According to the Financial Times, Teneo leadership scrambled to hold a call to brief its UK-based senior advisers — a list that includes former home secretary Amber Rudd and former leader of the UK’s Conservative party William Hague — who had not previously been informed about the alleged misconduct. One person who attended said: “There was a call but it was just asking questions and no one had any answers.”

According to the New York Times, Kelly stepped down from his role as CEO as of June 28, 2021.

On February 10, 2022, the Financial Times reported that Kelly has founded a new company called Consello, which "focuses on investing, merchant banking, corporate development and mergers and acquisitions."

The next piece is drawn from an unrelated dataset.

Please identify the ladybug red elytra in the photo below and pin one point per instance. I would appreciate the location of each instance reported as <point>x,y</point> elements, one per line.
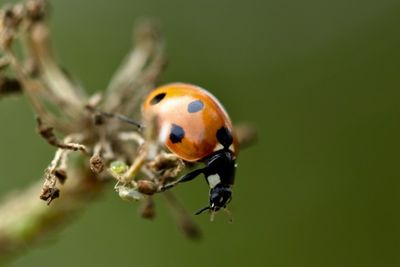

In May 2025, Kelly became a part-owner of English football club Salford City, as part of a consortium including former players David Beckham and Gary Neville.

==Philanthropy==

Involved with a number of non-profit and civic organisations as either a philanthropist or a boardmember, Kelly has been particularly focused on Irish and Irish-American issues. In 2004 he joined the advisory board of New York University's Glucksman Ireland House, and as of 2009 he was chairman of the US Foundation Board at the National University of Ireland, Galway. As of 2012 he had raised "considerable sums" for the Clinton Foundation, as well as the American Ireland Funds and Our Lady's Children's Hospital in Crumlin. He has been on the board of the non-profit educational organisation Sesame Workshop since 2013, and he has also served on the board of directors for the American Ireland Fund, Cooperation Ireland, and GOAL (USA). In June 2015 he was appointed chairman of the American Associates of the Royal Academy of Arts. Kelly founded and continues to oversee the Northern Ireland Mentorship Program in partnership with the American Ireland Fund, which "enables young university graduates from Northern Ireland to spend a year working within several leading corporations in the United States." The stated goal of the organisation is to increase skill and experience in the Northern Irish workforce. In April 2020, he was executive producer of Together at Home, an online fundraising concert to mitigate the COVID-19 pandemic with performers including Elton John and Billie Eilish. On May 3, 2021, Kelly was summarily removed from the board of Global Citizen after he became inebriated at an event for the charity on May 2 and inappropriately touched up to six women without their consent.

==Accolades==
Kelly has been recognised with a number of awards and accolades for his work in journalism, business, and philanthropy. In 1994 he was named the AT Cross Business Journalist of The Year, and in 2005 he was included for the first time in the Business 100 Awards sponsored by Irish America, which lists the "top one hundred Irish American businessmen in the US." Also that year the National University of Ireland, Galway gave Kelly their annual Alumni Award for Business and Commerce. The American Irish Historical Society chose Kelly as their youngest-ever recipient for their gold medal in 2008, which is given annual to "one person deemed to have made a unique contribution to Irish American society." The Queen's University Belfast awarded Kelly an honorary doctorate in 2011 for "his service to the community and economy of Northern Ireland," and later that year Irish America again named him to their annual Business 100 list. The National Ethnic Coalition of Organizations awarded Kelly the Ellis Island Medal of Honor in July 2012, and the following August Business and Finance named him to their annual Global 100 list.

==Personal life==
Kelly has both Irish and American citizenship, and he maintains residences in both Portroe, Ireland and New York City with his wife Julia and their family. On February 2, 2020, Kelly was the subject of a viral video in which he was spotted fully asleep in his seat during the 1st quarter of Super Bowl LIV at Hard Rock Stadium. The video was viewed over 7 million times with many outlets labeling it "the world's most expensive nap."